Но немного погодя снова раздался голос:
– А задница-то, - сказал в темноте гортанный голос, - задница-то у неё дай боже.
– Господи, - взорвался Адам, - ты можешь заткнуться?
И не поверил, что это было сказано его собственным голосом, его губами.
С минуту стояла тишина. Потом раздался
– Я хотел сказать, для её роста это преогромная задница, - мечтательно произнес голос.
– Не такая, конечно, большая, как задница той бабы, которая у тебя была в каменном доме. Там, в Пенси-ванне. Но тогда, в этой Пенси-ванне, и баба была покрупней, её самой было побольше, и...
Адам Розенцвейг лежал и старался не думать ни о чем в мире.
Проливные дожди, превратившие плац в болото и затопившие пойму реки, утихли. От полей исходил пар. При ярком солнце было видно, как он поднимается.

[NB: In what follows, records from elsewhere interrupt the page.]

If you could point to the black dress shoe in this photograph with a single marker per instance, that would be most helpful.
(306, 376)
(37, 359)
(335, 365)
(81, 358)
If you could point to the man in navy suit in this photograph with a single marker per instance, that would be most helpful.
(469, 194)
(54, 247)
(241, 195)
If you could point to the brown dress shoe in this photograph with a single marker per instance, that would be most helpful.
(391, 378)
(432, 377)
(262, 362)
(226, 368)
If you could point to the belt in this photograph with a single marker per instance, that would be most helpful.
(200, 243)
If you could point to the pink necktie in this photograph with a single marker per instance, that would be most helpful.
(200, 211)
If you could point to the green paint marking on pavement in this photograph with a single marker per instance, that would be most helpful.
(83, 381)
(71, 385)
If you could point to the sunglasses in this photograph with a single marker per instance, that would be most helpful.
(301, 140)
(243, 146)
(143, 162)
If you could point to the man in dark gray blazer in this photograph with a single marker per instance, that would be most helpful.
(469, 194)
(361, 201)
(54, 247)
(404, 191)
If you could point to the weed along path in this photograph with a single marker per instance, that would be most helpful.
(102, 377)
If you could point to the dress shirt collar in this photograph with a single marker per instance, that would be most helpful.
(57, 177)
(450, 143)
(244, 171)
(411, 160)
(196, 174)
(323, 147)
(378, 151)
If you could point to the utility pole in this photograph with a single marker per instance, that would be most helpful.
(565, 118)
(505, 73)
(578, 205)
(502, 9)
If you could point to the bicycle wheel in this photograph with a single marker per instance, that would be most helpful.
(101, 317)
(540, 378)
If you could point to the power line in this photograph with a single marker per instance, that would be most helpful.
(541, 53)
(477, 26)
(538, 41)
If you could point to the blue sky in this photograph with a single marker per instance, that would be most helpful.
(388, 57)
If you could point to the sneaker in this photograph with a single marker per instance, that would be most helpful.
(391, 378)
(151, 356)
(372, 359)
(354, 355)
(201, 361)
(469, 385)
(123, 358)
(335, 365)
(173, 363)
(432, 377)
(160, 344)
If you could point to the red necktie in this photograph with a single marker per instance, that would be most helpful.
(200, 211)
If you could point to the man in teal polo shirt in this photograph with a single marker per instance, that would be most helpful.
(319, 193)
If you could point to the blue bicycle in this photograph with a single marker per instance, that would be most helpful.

Май был на пороге. Колесо могло катиться, не увязая в грязи.
Куски брезента, служившие крышами хижин, снимались и скатывались в рулоны. Вид у лачуг становился непристойный и жалкий. У некоторых мужчин возникала потребность как-нибудь надругаться, осквернить или оставить другой след своего пребывания в месте, которое служило им пристанищем, а для многих было предметом гордости. То и дело, невзирая на правила санитарии, солдаты облегчались в своих брошенных дома. Порою после этого они сами недоумевали, не понимая, что побудило их так поступить.
Сержанты пересчитывали бумажные патронные гильзы. Капралы проверяли патронташи на ремнях своих подчиненных и коробки с капсюлями. Некоторые мужчины сидели в одиночестве, затачивая штыки. Рацион выдавался сухим пайком и хранился в вещмешках. Солдаты строили предположения, будут они форсировать реку выше по течению или ниже. Если ниже, значит, их ведут в Дебри.
Всем маркитантам было велено покинуть лагерь. Они собирались уезжать завтра утром. Первого мая. Некоторые уже приготовились к отъезду, их повозки окружали лагерь грузным, угрожающим кольцом. Большой фургон Джедина Хоксворта и второй, поменьше, стояли груженые у опушки леса. Лошади были привязаны неподалеку.
Моис Толбат и Адам попытались в последний раз провести урок чтения, сидя на крыльце хижины. Но Адам сказал:
– Прости, Моис. Не могу сосредоточиться. Не понимаю, что со мной творится.
Он встал и направился вглубь лагеря. И в следующую минуту обнаружил, что Моис шагает рядом. Тоже пройдусь, сказал тот.
Спустилась темнота, когда бесцельно и молчаливо переходя с одной улицы на другую, они добрели до госпитальной палатки. У дальней стенки горел яркий свет. У входа теснились люди, заглядывая внутрь.
– Патрульные, - сказал один.
– Напоролись у брода на южан.
– Они из другого полка, - сказал другой.
– Не дотянули до своих.
Адам заглянул в палатку. На столе, под лампой, лежал негр, голый по пояс, над ним склонился хирург. Кожа негра, лоснящаяся от пота, сверкала на свету, как черный металл. Лейтенант, в тяжелых ботинках, с двумя перекрещенными кавалерийскими шашками на рукаве сидел на табурете около выхода, устало прислонясь спиной к опорному шесту палатки. Его левая рука от локтя до плеча раздулась от бинтов, и разрезанный рукав гимнастерки прикололи булавкой, чтобы не болтался.